Thanks for giving me some ideas to try.


----------



## lorbay

Between centres and with a skew.

Lin.


----------



## Craftdiggity

TerryDowning said:


> A spur drive can also be used if you don't have a dead center. (That's what I use)



 +1 Same here.


----------



## nativewooder

I drill on the lathe and then tube them, and then round them on my 1 X 42 belt sander.


----------



## jppensplus

You might want to take a look at what Mr. Beal, of Pen Wizard fame, does with a router to round out blanks---


----------



## carpblaster

I drill on the lathe, then glue in the tubes.then i take it to the bandsaw and hold it on the corners and cut about 1/8 th off each corner, the turn,it does better,


----------



## chriselle

Fostner bit in a collet chuck....works perfectly.  Let the blank spin loosely in your hand while tightening the tailstock.  Once it grips it won't slip at all.  Also the fostner diameter is good for sizing if you are going to put the blank in a collet chuck itself for drilling.  And you guys owe me a beer with the money saved on not needing a steb drive...


----------



## alamocdc

I just round mine between centers.


----------



## jzerger

_Carpblaster:  I drill on the lathe, then glue in the tubes.then i take it to the bandsaw and hold it on the corners and cut about 1/8 th off each corner, the turn,it does better_, 
__________________
Do you have a sled to keep the blank steady as you cut the corners or do you just hold it with your fingers (I've thought of doing this to get some angle cuts but haven't come up with a method I felt confident in before trying)? Thanks for the help,
john


----------



## Curly

If you are not comfortable holding them with your fingers a wooden handscrew clamp works well. Dubuque Wooden Handscrews - Lee Valley Tools

Myself I just round them on the lathe.


----------



## keithbyrd

I drill and glue then turn between centers.  I used the corner of the pen pro  - blade to knock of the  corners


----------



## CHARLES STOPCZYNSKI

*Router.*

Recently had some rectangular acrylic blanks (pre tubed) wondering if there might be a better way.  Placed a roundover bit in the table mounted router and went at it carefully using a device made to hold small objects.  Speed of router was reduced close to minimum, dust collection was in use.  I was amazed.  That first pass was over in maybe 20-30 seconds.  Incredible.  Next I used the same for an oversized laminated wood blank.  Near perfect results.  

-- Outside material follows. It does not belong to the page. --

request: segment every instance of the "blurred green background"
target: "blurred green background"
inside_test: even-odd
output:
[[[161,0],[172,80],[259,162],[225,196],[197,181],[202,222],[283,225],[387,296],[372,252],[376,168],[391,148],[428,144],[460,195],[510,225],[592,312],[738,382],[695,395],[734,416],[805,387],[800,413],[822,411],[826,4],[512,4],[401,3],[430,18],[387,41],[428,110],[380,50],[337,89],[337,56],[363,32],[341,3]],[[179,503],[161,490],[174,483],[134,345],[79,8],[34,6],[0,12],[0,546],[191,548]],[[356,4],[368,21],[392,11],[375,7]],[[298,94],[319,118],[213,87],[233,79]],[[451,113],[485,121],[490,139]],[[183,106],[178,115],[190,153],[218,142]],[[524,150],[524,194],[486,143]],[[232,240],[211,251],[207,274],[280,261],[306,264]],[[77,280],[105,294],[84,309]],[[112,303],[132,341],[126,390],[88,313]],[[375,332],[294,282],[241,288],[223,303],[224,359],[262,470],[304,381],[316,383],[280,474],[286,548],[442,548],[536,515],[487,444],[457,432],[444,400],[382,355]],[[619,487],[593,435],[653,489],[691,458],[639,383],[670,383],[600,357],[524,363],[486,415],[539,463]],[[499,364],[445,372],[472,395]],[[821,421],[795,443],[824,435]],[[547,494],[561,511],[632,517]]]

I've made a convert out of myself on this idea.  For what a carbide roundover bit costs, and a minute of setup it saves time and does a great job.  

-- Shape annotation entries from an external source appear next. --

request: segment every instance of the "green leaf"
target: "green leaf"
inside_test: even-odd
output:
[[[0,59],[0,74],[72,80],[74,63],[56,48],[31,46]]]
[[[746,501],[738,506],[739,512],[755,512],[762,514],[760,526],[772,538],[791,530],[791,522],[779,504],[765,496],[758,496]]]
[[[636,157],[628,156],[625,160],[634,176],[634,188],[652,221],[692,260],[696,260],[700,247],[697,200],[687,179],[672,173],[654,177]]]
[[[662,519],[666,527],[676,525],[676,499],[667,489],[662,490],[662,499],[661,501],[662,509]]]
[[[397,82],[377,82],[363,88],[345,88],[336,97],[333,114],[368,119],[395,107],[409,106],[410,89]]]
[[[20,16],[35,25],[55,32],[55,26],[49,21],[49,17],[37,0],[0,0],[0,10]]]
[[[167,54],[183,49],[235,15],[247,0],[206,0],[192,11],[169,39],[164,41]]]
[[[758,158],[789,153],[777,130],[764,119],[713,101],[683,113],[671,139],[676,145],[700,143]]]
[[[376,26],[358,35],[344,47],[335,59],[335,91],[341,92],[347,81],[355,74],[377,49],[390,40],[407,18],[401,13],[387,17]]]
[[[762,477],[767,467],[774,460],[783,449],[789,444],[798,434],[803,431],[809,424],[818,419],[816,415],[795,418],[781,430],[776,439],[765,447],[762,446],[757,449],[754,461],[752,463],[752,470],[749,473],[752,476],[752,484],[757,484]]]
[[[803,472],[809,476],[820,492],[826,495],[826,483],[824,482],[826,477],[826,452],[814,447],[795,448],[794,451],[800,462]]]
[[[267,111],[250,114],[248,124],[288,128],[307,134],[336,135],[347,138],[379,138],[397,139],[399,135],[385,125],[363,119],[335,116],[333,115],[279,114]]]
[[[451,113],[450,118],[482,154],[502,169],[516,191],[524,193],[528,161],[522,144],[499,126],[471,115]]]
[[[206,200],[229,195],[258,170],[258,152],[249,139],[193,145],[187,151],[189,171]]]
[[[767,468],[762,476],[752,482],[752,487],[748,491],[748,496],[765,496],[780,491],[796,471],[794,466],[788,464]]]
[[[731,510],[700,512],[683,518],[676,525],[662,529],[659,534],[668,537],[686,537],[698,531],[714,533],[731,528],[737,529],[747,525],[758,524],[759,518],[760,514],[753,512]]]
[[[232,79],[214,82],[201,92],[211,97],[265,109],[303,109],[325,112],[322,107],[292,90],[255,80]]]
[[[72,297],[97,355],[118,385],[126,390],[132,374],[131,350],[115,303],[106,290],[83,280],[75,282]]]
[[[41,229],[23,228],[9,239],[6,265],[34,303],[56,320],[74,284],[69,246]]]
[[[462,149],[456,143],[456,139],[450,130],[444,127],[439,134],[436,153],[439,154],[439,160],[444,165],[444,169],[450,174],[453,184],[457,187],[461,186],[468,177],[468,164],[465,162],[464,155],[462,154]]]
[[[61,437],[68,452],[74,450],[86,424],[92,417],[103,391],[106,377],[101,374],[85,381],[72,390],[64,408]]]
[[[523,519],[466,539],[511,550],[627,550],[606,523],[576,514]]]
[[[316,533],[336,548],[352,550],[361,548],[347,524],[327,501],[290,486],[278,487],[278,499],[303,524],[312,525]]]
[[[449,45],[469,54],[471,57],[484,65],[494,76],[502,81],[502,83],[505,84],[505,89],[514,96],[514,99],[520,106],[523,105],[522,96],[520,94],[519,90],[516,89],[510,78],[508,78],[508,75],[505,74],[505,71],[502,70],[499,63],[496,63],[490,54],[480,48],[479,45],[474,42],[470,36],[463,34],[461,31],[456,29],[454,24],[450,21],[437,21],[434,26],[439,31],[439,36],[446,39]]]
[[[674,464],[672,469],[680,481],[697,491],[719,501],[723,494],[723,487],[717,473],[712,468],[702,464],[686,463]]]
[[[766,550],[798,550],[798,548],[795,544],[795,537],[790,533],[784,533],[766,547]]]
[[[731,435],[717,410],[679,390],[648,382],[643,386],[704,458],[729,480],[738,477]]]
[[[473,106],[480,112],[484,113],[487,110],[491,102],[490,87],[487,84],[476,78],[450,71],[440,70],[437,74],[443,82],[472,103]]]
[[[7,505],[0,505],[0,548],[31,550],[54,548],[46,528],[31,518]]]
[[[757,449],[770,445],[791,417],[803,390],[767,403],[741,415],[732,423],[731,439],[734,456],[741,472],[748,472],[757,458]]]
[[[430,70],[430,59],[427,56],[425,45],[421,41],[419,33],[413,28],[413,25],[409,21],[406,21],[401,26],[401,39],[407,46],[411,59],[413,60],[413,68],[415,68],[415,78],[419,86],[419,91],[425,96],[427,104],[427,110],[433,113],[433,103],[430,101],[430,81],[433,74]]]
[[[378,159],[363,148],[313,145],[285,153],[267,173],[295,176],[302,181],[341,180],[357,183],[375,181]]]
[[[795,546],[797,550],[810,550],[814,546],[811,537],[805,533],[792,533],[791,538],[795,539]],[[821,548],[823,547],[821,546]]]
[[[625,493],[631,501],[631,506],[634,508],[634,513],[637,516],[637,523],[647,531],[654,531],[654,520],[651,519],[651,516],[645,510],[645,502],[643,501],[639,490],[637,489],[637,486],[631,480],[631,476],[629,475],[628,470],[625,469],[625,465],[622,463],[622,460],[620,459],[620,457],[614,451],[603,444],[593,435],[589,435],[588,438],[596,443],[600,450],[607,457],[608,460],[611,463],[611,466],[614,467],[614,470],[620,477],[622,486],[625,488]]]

*PLEASE, PLEASE IF YOU ATTEMPT THIS, USE SOMETHING TO HOLD THE BLANK SECURELY AND KEEP YOUR PRECIOUS FINGERS AWAY FROM THAT ROUTER BIT !*

Charlie


----------



## mdburn_em

*Roughing Gouge*

I know - A roughing gouge isn't elegant. 

Drill, glue, square the ends and then I use the roughing gouge to knock off the edges and then I get aggressive.

No light touch as I'm hogging off most of the excess material.  No ribbons, just controlled ripping of the material off of the blank.  No prizes for delicacy.  I stop this once I get within about 1/16" to the bushings

I switch to a skew or something similar and then proceed with a light touch.  This removes the divots from the material.

My grinder with my wolverine jig is behind me.  I keep the roughing gouge "sharp".  I sharpen it often, but it really depends on the blanks I'm using.  Sometimes after 2 or 3 pens.  Sometimes 2 or 3 times on a blank.  

I do most of my turning with my roughing gouge.  I do like to use the skew to get down to finish size.  I forgot this last night and found myself finishing an acrylic with the r.gouge.  

Of course there have a been a few problems with this "technique" but only a few.  When bad things happen, thick CA is your best friend.

I don't treat a snakeskin blank or a circuit board or anything like that in this manner.  Anything else?  Let'r rip.


----------